NASCAR made the announcement two days after Darrell Wallace Jr., the primary black driver in 50 years to win one in every of its high three nationwide touring sequence, referred to as on NASCAR to ban the flags outright.
“No one should feel uncomfortable when they come to a NASCAR race,” Mr. Wallace, who is named Bubba, informed Don Lemon of CNN. “So it starts with Confederate flags. Get them out of here. They have no place for them.”
NASCAR began asking fans to stop bringing Confederate battle flags to races in 2015, after photos circulated online of the white man who killed nine black churchgoers in Charleston, S.C., posing with the flag.
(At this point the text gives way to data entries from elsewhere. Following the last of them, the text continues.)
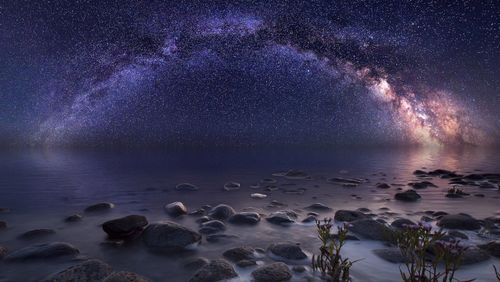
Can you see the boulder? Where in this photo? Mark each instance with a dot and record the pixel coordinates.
(125, 227)
(274, 272)
(287, 251)
(246, 218)
(175, 209)
(169, 236)
(43, 251)
(89, 270)
(216, 270)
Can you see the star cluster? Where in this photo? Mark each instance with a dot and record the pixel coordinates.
(97, 73)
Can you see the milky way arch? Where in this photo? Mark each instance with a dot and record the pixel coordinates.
(95, 98)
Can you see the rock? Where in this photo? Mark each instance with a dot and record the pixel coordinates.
(89, 270)
(287, 251)
(36, 234)
(274, 272)
(391, 255)
(258, 196)
(319, 207)
(169, 236)
(212, 226)
(216, 270)
(73, 218)
(221, 212)
(100, 207)
(125, 227)
(125, 276)
(407, 196)
(230, 186)
(175, 209)
(348, 215)
(186, 187)
(3, 252)
(196, 263)
(492, 248)
(474, 255)
(221, 238)
(459, 221)
(239, 253)
(400, 223)
(249, 218)
(43, 251)
(371, 229)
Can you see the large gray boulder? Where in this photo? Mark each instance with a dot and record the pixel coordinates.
(169, 236)
(89, 270)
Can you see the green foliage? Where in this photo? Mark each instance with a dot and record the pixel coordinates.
(329, 261)
(429, 258)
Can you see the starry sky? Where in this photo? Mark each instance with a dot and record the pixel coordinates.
(245, 73)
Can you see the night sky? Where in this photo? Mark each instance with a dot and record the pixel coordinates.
(240, 73)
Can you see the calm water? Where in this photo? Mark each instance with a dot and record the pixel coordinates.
(42, 187)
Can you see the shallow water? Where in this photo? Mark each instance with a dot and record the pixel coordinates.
(42, 187)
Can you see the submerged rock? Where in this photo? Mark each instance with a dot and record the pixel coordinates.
(221, 212)
(169, 236)
(175, 209)
(274, 272)
(125, 276)
(100, 207)
(287, 251)
(43, 251)
(186, 187)
(407, 196)
(89, 270)
(459, 221)
(249, 218)
(125, 227)
(216, 270)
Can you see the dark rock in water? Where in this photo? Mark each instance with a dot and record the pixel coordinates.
(230, 186)
(212, 226)
(216, 270)
(274, 272)
(318, 207)
(89, 270)
(401, 223)
(249, 218)
(125, 276)
(175, 209)
(287, 251)
(36, 233)
(186, 187)
(407, 196)
(421, 185)
(459, 221)
(43, 251)
(169, 236)
(221, 238)
(196, 263)
(348, 215)
(100, 207)
(221, 212)
(474, 255)
(493, 248)
(393, 255)
(239, 253)
(73, 218)
(125, 227)
(383, 186)
(371, 229)
(281, 218)
(3, 252)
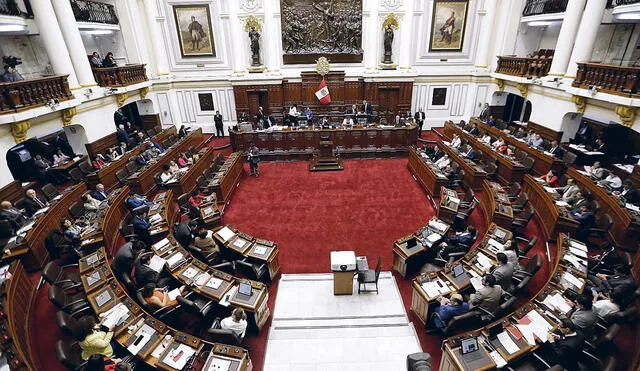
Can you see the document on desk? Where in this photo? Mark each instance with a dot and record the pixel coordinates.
(178, 357)
(225, 233)
(507, 342)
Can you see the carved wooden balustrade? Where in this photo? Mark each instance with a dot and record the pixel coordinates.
(26, 94)
(608, 78)
(524, 66)
(120, 76)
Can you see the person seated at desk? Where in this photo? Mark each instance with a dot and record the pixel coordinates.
(135, 200)
(503, 272)
(166, 174)
(535, 141)
(568, 190)
(100, 193)
(33, 203)
(612, 181)
(60, 158)
(91, 340)
(595, 171)
(628, 193)
(469, 152)
(488, 297)
(448, 309)
(159, 298)
(564, 346)
(555, 149)
(550, 179)
(236, 322)
(14, 216)
(520, 133)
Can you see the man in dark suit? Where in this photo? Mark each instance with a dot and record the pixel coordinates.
(217, 119)
(100, 193)
(9, 213)
(419, 117)
(32, 202)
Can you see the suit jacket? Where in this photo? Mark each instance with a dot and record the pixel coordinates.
(487, 298)
(504, 276)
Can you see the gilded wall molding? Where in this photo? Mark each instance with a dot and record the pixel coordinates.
(580, 102)
(524, 89)
(19, 130)
(67, 115)
(627, 114)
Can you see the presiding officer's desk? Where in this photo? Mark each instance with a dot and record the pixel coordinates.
(143, 180)
(287, 144)
(543, 162)
(426, 172)
(474, 175)
(509, 170)
(625, 231)
(555, 216)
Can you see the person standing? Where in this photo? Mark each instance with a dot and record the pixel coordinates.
(419, 117)
(217, 119)
(254, 158)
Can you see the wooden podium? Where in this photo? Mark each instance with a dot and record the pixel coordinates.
(325, 161)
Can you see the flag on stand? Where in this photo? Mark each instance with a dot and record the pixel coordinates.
(323, 93)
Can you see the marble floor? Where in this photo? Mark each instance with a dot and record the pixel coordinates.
(314, 330)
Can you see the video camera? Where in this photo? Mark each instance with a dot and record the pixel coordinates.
(11, 61)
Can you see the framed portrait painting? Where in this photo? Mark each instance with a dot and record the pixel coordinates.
(193, 23)
(448, 25)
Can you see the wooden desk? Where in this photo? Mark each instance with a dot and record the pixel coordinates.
(349, 143)
(425, 172)
(543, 162)
(227, 177)
(625, 231)
(554, 219)
(474, 175)
(143, 180)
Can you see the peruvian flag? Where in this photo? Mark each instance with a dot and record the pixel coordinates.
(323, 93)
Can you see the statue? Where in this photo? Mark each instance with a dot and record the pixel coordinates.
(254, 36)
(388, 42)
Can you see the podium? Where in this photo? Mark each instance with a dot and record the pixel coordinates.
(325, 161)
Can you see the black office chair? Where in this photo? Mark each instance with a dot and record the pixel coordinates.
(369, 277)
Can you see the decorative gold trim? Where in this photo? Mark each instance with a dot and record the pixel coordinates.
(19, 130)
(121, 98)
(391, 19)
(524, 89)
(144, 92)
(67, 115)
(627, 114)
(580, 102)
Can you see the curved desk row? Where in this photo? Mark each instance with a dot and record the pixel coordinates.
(543, 162)
(509, 170)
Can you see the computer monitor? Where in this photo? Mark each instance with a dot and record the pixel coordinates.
(469, 345)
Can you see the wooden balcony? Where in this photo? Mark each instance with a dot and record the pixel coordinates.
(524, 66)
(21, 95)
(115, 77)
(610, 79)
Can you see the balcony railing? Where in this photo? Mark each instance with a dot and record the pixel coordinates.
(608, 78)
(120, 76)
(92, 11)
(26, 94)
(524, 66)
(537, 7)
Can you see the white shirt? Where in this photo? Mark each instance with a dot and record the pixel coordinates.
(238, 327)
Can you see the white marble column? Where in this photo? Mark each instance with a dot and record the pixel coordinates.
(486, 33)
(587, 34)
(74, 43)
(407, 44)
(567, 36)
(156, 35)
(53, 40)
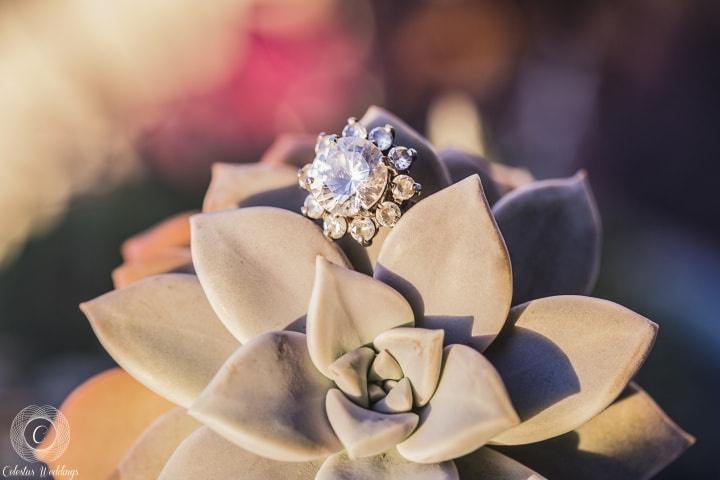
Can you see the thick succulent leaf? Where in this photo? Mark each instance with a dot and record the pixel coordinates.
(148, 455)
(175, 260)
(419, 353)
(106, 415)
(384, 367)
(487, 463)
(399, 399)
(632, 439)
(363, 432)
(386, 466)
(290, 149)
(348, 310)
(207, 455)
(552, 231)
(469, 408)
(350, 374)
(255, 184)
(461, 164)
(257, 265)
(565, 359)
(448, 259)
(170, 234)
(164, 333)
(269, 399)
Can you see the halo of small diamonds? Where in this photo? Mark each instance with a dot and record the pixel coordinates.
(354, 182)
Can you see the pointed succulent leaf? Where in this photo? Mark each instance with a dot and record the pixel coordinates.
(269, 399)
(349, 373)
(448, 259)
(461, 164)
(633, 439)
(148, 455)
(470, 407)
(163, 332)
(488, 463)
(348, 310)
(386, 466)
(384, 367)
(552, 231)
(221, 459)
(565, 359)
(363, 432)
(290, 149)
(257, 265)
(399, 399)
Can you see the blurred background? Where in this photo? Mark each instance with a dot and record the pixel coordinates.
(112, 112)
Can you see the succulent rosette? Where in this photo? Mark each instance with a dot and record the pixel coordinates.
(460, 345)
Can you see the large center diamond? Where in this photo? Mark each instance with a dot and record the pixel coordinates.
(348, 175)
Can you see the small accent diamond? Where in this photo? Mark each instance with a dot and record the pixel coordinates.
(354, 129)
(403, 188)
(402, 157)
(311, 208)
(324, 142)
(382, 137)
(303, 175)
(335, 226)
(388, 214)
(362, 229)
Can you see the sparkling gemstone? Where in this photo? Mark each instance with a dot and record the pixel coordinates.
(335, 226)
(311, 208)
(403, 187)
(324, 141)
(362, 229)
(354, 129)
(303, 175)
(387, 214)
(401, 157)
(382, 137)
(349, 176)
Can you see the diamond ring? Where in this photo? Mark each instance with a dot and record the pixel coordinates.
(358, 182)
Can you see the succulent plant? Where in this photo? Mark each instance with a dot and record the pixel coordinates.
(459, 345)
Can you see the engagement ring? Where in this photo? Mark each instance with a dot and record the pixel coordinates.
(358, 182)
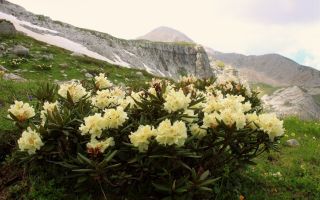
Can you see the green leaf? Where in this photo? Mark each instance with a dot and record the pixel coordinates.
(83, 170)
(209, 182)
(84, 159)
(204, 175)
(161, 187)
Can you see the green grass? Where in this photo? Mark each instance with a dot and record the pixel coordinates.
(28, 69)
(265, 88)
(298, 166)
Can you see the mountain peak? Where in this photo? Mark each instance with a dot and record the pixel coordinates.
(166, 34)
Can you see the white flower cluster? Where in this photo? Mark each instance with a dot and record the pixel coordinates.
(230, 110)
(95, 146)
(109, 97)
(95, 124)
(22, 111)
(75, 90)
(165, 134)
(30, 141)
(48, 108)
(267, 122)
(176, 100)
(102, 82)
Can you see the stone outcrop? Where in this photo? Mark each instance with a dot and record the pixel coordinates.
(292, 101)
(6, 28)
(158, 58)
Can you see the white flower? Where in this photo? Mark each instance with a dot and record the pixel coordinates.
(141, 137)
(270, 124)
(93, 125)
(191, 116)
(22, 111)
(48, 108)
(75, 90)
(197, 131)
(176, 101)
(95, 146)
(114, 118)
(211, 120)
(168, 134)
(30, 141)
(230, 117)
(102, 82)
(252, 120)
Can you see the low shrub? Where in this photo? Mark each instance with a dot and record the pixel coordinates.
(172, 140)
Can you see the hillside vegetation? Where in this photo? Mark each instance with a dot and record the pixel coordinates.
(291, 173)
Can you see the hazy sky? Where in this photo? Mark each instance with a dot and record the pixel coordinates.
(288, 27)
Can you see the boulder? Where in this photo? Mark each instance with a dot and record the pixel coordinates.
(47, 57)
(20, 50)
(77, 54)
(88, 75)
(64, 65)
(292, 143)
(2, 68)
(13, 77)
(7, 28)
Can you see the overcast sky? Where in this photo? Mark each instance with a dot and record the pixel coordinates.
(287, 27)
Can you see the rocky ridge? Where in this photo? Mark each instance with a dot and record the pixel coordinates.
(158, 58)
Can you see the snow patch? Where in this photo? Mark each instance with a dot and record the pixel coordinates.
(120, 62)
(131, 54)
(24, 23)
(53, 39)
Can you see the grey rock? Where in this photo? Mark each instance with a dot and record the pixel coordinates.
(77, 54)
(2, 68)
(165, 59)
(20, 50)
(292, 143)
(88, 75)
(47, 57)
(64, 65)
(122, 85)
(13, 77)
(166, 34)
(7, 28)
(271, 69)
(292, 101)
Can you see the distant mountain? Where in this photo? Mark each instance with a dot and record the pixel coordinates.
(272, 69)
(166, 34)
(292, 101)
(158, 58)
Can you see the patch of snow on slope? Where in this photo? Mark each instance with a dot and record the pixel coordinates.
(148, 69)
(121, 62)
(53, 39)
(131, 54)
(24, 23)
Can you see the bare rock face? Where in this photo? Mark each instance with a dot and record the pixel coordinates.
(13, 77)
(20, 50)
(7, 28)
(292, 101)
(166, 34)
(166, 59)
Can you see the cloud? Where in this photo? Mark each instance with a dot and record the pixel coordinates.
(282, 11)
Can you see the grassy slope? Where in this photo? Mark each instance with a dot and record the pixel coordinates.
(265, 88)
(299, 167)
(72, 66)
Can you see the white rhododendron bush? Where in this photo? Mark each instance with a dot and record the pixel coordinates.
(171, 140)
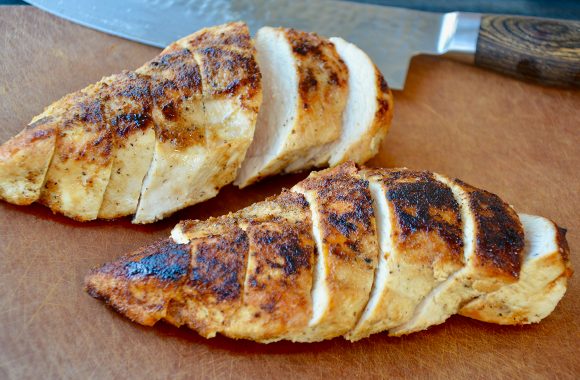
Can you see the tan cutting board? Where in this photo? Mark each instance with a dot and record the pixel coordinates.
(516, 139)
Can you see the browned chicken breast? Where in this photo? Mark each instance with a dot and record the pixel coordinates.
(147, 142)
(346, 252)
(174, 131)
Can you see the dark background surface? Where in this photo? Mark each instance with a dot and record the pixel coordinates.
(566, 9)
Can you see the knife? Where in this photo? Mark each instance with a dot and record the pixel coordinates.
(541, 50)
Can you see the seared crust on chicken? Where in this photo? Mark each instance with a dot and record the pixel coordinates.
(346, 252)
(147, 142)
(171, 133)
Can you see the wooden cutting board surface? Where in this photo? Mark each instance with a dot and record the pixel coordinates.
(515, 139)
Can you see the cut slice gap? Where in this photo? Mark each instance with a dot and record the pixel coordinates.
(541, 285)
(25, 159)
(344, 228)
(201, 145)
(277, 115)
(419, 226)
(278, 281)
(368, 322)
(368, 112)
(80, 169)
(449, 295)
(305, 91)
(320, 301)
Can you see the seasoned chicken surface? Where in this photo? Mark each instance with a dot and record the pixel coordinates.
(146, 142)
(346, 252)
(171, 133)
(306, 88)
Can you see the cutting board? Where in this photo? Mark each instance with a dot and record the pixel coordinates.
(516, 139)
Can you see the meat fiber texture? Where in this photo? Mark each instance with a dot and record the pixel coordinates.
(173, 132)
(347, 252)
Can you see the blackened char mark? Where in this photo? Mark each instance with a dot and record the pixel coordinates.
(226, 71)
(563, 243)
(421, 203)
(219, 266)
(287, 251)
(499, 233)
(165, 261)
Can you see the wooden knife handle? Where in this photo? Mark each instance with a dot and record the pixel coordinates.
(541, 50)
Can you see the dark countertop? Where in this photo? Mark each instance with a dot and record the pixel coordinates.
(565, 9)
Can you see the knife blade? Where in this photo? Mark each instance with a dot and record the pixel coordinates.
(390, 36)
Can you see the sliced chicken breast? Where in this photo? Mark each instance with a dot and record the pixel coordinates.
(207, 93)
(80, 169)
(493, 248)
(345, 233)
(303, 266)
(24, 160)
(369, 109)
(129, 107)
(421, 245)
(542, 281)
(149, 142)
(305, 92)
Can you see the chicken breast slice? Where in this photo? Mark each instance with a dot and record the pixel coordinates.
(345, 233)
(305, 92)
(24, 161)
(79, 172)
(493, 240)
(369, 109)
(289, 268)
(542, 281)
(206, 100)
(248, 274)
(421, 245)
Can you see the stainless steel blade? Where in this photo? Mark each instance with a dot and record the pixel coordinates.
(391, 36)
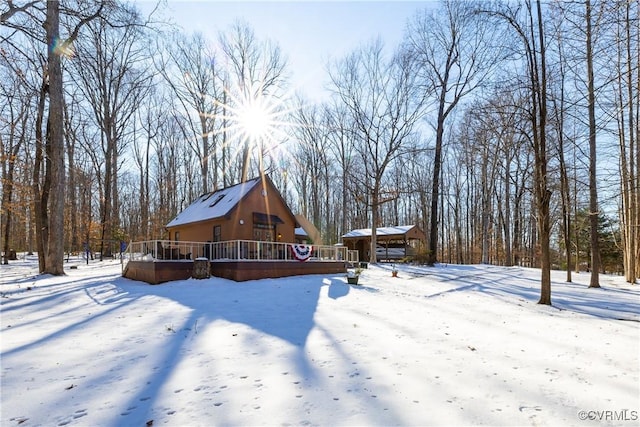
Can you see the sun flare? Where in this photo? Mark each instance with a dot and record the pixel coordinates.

But many in NASCAR’s predominantly white Southern fan base have ignored the request and brought the flag anyway, hoisting it atop campers and R.V.s on fields around racetracks.
NASCAR officials did not immediately respond to messages asking whether the ban would apply to parking lots outside racetracks or to Confederate imagery emblazoned on objects other than flags, such as bumper stickers and T-shirts.
The announcement came just hours before Mr. Wallace was set to debut a new black paint scheme for his No. 43 Chevrolet, with the slogan “#blacklivesmatter” over the rear wheels, at the NASCAR Cup Series race at Martinsville Speedway in Virginia.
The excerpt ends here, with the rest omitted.